For Mona’s thirty-third birthday, we decided to celebrate by taking a weekend camping trip with friends. It had been years since either of us had been camping and we’d never gone together. We booked a campsite and gathered up the supplies, borrowed a tent and sleeping bags from Mona’s family. In the weeks leading up, we talked about how excited we were to finally have our first camping experience together!
It was only as we were packing up the car that we realized we had two very different ideas about what camping means.
When I was a kid, I went on an overnight camping trip every year as part of my summer camp. We hiked about five miles to the site where there would be no electricity or running water. The counselors would drive up separately with our sleeping bags and a cooler of food. We made “hobo packs” of frozen beef, potatoes, and carrots that baked in tin foil on an open flame. At night, we laid our sleeping bags on the bare ground and slept under the open stars. That’s what I meant by camping.
Mona had a very different childhood camping experience. She went camping at the state fair or farm show where her family had a small trailer pulled behind her father’s truck equipped with a toilet, shower, and kitchenette. They brought Astroturf to create a front lawn for their home away from home. They camped with other families who had extravagant, five-wheel, pop-out RV’s and ate fair food including that year’s new fried thing on a stick. While her parent’s slept inside the trailer, the kids would sleep in a tent on air mattresses beneath their sleeping bags. That’s what she meant by camping.
So back to our first camping trip together. We were going to a well-equipped campground that would include running water with showers, electrical outlets at the main sites, and food available for purchase. We loaded up the car with our backpacks, tent, lanterns, water, cooler, and a few extra things like an outdoor rug and folding chairs. I even splurged on a camp stove in case we wanted to heat up some dried meals (since we both have food allergies, there was a chance we wouldn’t be able to eat at the main site).
I was feeling a little overwhelmed by how full the car was. It just didn’t feel like camping with all this stuff. Then Mona had one more thing to add. I turned around. She was holding an air mattress.
“Why do you have that?” I asked.
“To sleep on.”
“But we’re going camping.”
“I know,” she said with increasing confusion, her brow furrowed. “That’s why I have it.”
It was then we realized how very different our concepts of camping were. I viewed it as living in nature for a few days with only the most basic things needed to not die. Mona viewed it as living in nature with at least a modicum of human comfort. It was the first camping test of our relationship and we hadn’t even left the driveway.
As far as I was concerned, we were already glamping. We had a tent and the campgrounds had electricity, running water, showers, and even food available if we didn’t want to break out the new butane stove. We already had so many of the comfortable niceties of civilization that we were hardly going to be in nature at all. Couldn’t we at least sleep on the ground?

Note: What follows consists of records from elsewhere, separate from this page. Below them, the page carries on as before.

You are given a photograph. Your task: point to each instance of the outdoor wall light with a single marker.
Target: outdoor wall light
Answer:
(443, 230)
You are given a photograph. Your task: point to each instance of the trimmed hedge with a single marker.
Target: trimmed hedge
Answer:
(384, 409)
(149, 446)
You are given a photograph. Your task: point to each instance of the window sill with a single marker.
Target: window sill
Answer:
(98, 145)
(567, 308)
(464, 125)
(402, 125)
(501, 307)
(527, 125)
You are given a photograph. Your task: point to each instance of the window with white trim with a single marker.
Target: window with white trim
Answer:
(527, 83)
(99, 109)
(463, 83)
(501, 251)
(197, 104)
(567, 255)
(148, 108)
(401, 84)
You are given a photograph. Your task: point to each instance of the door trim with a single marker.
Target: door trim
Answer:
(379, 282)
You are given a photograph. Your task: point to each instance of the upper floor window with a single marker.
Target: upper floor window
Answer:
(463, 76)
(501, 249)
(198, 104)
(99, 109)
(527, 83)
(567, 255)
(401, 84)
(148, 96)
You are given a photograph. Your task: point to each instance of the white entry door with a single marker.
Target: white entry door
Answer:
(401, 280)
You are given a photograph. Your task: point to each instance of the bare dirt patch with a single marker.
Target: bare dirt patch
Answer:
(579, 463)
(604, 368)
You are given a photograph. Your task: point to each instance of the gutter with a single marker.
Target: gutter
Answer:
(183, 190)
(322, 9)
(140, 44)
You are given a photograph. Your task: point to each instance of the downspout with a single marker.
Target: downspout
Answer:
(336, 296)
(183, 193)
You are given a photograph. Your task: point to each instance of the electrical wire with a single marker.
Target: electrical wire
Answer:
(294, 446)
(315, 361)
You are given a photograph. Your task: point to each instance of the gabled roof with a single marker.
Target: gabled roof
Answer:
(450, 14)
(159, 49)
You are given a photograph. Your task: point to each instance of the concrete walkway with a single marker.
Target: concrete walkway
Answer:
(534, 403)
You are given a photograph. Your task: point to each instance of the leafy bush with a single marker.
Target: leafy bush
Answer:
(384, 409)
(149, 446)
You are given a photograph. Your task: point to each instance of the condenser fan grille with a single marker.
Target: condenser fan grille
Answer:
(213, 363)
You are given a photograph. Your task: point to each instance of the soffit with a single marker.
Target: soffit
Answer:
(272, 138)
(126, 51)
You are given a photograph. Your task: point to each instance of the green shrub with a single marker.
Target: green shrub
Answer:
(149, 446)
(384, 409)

Mona relented. At the time I thought she appreciated my passion for roughing it. But upon reflection, I think she decided that if her wife was going to insist on being stupid then she would just let me be stupid.
We left late and it was dark when we arrived at the campground. There were no lights and our map was difficult to read as we rumbled over the gravel roads, occasionally tossed around by a rut hidden by the darkness. Eventually, we found an empty spot by a stone fire ring.
Now came the second camping test of our relationship. Setting up a tent after dark. Fortunately, Mona has excellent tent skills. We turned on the bright lights of the car headlights and she took the lead by laying out poles, hooking loops to the rainfly, and hammering in stakes. I followed directions and did exactly as I was told (incredibly impressed, as always, by my wife who always has an incredibly knack for putting things together whether it’s a tent or repairing a kitchen faucet). Within 15 minutes, we had survived the second camping test of our relationship and snuggled into our sleeping bags to read books by lantern light.
Over the next two days, we explored our beautiful natural surroundings. At night, we gathered with friends around a large bonfire, drank wine, drummed, and rejoiced in the wonder of the creation and our bonds with each other.
There was only one downside. That’s right. We didn’t bring the air mattress. Mona knew I was being stupid but she let me be stupid because a decade of nostalgia had made me forget just how awful sleeping on the ground is. No matter how much we swept the site, there was always an acorn digging into a pressure point of my back. When I rolled onto my side, my shoulder and hip bruised pressing into the packed dirt. After two nights of sleeping with nothing between me and the ground but a sleeping bag and the tarp floor of a tent, I realized that my wife was right. Sleeping on the ground is awful.
We have since struck up a compromise. We’re going to continue to camp without the air mattress. Instead we’re going to purchase some excellent pads to put beneath our sleeping bags because as much as I enjoy being close to nature, my muscles and bones can still appreciate a little bit of the comfort of civilization.
Together, we survived our first camping trip! And we’re already planning to celebrate Mona’s thirty-fourth birthday with another trip to the same campground.